O tempo de espera, em alguns casos, excedia uma hora.

Uma dificuldade extra para votar foi a quantidade de cédulas que tinham de ser preenchidas –uma para presidente, outra para senador e outra para deputado. Elas tinham de ser dobradas pelos mesários, etiquetadas, seladas e devolvidas aos eleitores, que então as colocavam nas urnas.
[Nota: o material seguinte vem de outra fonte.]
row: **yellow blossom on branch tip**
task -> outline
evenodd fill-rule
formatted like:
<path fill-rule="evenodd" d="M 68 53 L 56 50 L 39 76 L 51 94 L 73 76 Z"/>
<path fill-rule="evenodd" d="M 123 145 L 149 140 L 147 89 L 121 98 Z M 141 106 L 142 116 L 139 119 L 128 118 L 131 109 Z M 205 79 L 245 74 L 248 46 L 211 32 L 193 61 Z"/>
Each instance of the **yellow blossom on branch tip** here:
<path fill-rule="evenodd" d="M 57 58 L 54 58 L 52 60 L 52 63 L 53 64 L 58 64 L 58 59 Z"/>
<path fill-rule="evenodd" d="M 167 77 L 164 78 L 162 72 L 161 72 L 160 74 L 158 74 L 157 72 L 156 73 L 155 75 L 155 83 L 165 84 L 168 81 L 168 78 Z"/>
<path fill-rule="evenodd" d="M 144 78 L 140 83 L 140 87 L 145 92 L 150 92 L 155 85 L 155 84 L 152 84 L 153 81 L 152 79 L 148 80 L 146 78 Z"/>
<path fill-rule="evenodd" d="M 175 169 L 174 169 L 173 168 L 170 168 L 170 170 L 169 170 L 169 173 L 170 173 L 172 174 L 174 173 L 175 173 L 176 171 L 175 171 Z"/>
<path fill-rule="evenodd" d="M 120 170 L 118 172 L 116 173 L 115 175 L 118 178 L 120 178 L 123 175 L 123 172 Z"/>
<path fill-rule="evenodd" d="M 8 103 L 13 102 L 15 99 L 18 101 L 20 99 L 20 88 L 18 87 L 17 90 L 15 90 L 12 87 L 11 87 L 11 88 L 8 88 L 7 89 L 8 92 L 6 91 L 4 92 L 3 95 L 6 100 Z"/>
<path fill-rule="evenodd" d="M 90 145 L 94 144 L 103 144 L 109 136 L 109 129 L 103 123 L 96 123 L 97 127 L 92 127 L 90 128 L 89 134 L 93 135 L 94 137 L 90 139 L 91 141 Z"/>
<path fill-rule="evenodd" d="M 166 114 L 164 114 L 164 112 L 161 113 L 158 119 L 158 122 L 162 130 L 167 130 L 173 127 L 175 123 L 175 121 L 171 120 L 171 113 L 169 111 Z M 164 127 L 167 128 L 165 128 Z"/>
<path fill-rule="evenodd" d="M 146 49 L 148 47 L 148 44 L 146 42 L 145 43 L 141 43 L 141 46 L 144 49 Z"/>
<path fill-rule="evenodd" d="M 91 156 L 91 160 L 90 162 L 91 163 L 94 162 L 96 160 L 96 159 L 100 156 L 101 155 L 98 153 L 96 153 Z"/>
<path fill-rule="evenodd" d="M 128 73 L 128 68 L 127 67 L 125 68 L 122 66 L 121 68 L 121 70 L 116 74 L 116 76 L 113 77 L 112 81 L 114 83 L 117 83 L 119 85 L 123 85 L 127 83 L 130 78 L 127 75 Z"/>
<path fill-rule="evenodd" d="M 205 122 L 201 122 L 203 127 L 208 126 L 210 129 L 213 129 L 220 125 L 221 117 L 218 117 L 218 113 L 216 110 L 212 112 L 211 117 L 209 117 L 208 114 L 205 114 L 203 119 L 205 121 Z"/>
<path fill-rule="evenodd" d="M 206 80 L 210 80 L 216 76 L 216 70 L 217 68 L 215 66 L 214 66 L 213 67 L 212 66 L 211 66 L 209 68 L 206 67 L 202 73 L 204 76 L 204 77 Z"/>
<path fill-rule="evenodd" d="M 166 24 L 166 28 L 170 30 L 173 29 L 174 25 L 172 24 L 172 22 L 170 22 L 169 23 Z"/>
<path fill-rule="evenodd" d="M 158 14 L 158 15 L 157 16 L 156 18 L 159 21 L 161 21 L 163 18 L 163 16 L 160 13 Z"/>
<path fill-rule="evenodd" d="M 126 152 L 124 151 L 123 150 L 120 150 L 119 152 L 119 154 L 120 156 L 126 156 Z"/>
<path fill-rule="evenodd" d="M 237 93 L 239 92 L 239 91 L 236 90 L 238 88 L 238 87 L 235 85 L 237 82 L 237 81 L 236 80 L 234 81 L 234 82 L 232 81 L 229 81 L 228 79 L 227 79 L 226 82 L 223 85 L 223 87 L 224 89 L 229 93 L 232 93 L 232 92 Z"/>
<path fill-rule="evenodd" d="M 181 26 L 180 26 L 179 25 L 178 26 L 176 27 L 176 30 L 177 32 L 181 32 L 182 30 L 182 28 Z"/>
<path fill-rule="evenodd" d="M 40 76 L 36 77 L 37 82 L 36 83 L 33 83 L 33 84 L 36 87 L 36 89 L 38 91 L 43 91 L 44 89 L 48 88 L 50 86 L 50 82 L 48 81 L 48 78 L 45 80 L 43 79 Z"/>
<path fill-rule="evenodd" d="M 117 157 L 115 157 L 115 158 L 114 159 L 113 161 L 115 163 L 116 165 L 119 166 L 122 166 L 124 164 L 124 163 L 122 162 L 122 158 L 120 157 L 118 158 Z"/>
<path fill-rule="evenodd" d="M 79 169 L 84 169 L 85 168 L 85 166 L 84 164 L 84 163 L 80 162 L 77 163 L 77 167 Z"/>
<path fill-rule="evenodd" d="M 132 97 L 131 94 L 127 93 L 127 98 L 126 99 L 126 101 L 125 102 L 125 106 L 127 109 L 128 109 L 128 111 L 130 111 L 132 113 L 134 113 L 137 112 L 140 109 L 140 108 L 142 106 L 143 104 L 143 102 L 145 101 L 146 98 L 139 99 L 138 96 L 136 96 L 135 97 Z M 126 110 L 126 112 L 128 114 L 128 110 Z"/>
“Há muita vontade de votar, por isso estamos aguentando isso tudo. O Chile vive um momento histórico”, disse Angelina, 55, que votou numa escola no bairro de Providencia. Perto dali, Artur, 28, que também aguardava numa fila de votação, não estava tão contente. “Querem uma nova política, um novo sistema para o país, mas para isso precisam organizar melhor a eleição, sem nos deixar esperando tanto”.

As eleições ocorrem em meio a um cenário de crise política. O país ainda vive os efeitos dos protestos de 2019 que deixaram 34 mortos e mais de 2.000 feridos. Como fruto dessa tensão, a população decidiu que uma nova Constituição será formulada por uma assembleia eleita neste ano. A redação da nova Carta terá de ser aprovada em plebiscito, no próximo ano, já durante o novo período presidencial.

Há, ainda, protestos pelo país. Ao norte, principalmente em Iquique, manifestações repudiam a chegada de imigrantes, principalmente da Venezuela e do Haiti. Ao sul, enfrentamentos entre moradores e grupos que reivindicam a soberania dos índios mapuche frequentemente resultam em atos de violência.

Na economia, a expectativa é a de que o país termine o ano com crescimento de 11% do PIB, devido à retomada das atividades após os períodos de quarentena e restrições em razão da pandemia. Ainda assim, 2022 surge como um ano difícil.

O país deve crescer apenas 2%, e economistas apontam para um cenário de recessão. O ano chega ao fim com inflação de 6%, o dobro da meta estabelecida pelo governo.